Once again, let’s talk about some good contemporary music. After all, we cannot live forever in the past (even if it would be great to live -at least musically- in a never ending 60′s and 70′s limbo). Let’s keep an eye on what’s happening in electronic music nowadays.
UK’s hottest producer, Skream from Tempa Records, is pumpin out the most original and innovative sound i’ve heard lately. His sound is called Dubstep. It originates from a contamination between Dub music and 2step (what else could you expect from that name? ;-) ).
Dubstep music is sometimes similar to the sound they call Grime, but i think Wikipedia has the perfect definition: “The dubstep sound is characterised by the prevalence of sub-bass, heavily syncopated rhythms, and reggae or movie samples, amongst other influences. Like another garage hybrid, Grime, the genre uses dark sounds, but it differs from Grime in being largely instrumental”.
Skream is now 21 years old and has been producing music since the age of 15: rumors say that he produced more than 1500 tracks. His biography on Tempa web site describes clearly the origins of his sound: “At first Skream specialised in one flavour of dubstep: dark. His clipped, techy minimal style became a trademark sound. Long before grime existed, it reflected dark murky streets and sinister nights, the sound of decaying London and its frustrated communities, stuck out in satellite towns and sink estates with nothing but a PC and freely available software to channel their frustration into. Stuck in front of a PC for days on end, that’s exactly what Skream did.”

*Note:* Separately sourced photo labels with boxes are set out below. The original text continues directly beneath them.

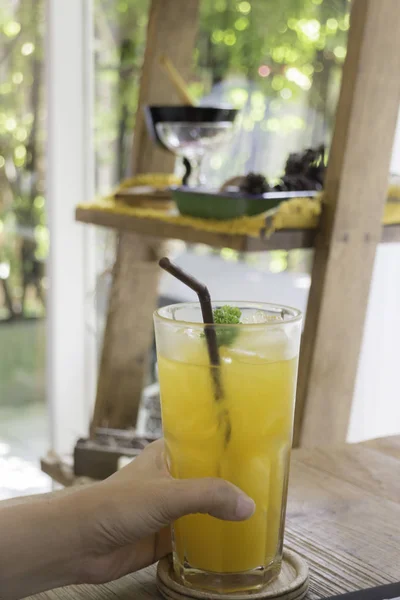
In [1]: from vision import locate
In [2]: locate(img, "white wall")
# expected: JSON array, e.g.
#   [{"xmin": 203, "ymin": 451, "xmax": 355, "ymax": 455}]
[{"xmin": 46, "ymin": 0, "xmax": 94, "ymax": 453}]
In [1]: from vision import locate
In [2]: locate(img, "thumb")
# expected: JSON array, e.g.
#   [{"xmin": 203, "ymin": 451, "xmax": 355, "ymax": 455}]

I think you can get this kind of mood if you listen his Essential Mix: there are moments of full paranoia but some passages make you emerge from those dark london suburbs and reach the sky in a tripude of psychedelic rainbows. He experiments very much with the types of sounds he uses as well. Some of them are sort of alien sounds from another galaxy. I bet this mix is a perfect one to listen while you’re playing Quake 4 on your 42-inch screen: skream’s unusual blips and buzzer sounds could help you getting the right concentration for defeating the Stroggs’ alien army. I’ll try that mission as soon as possible.
In my previous post about vintage reggae tunes you got some serious dubs from the past. In this one, about 45 years later, you’ll realize how that style is still alive and still generating new forms of musical expression. The recipe is the same: dominance of bass, heavy use of reverbs and delays. Skream is only 21, but he is standing on the shoulders of giants.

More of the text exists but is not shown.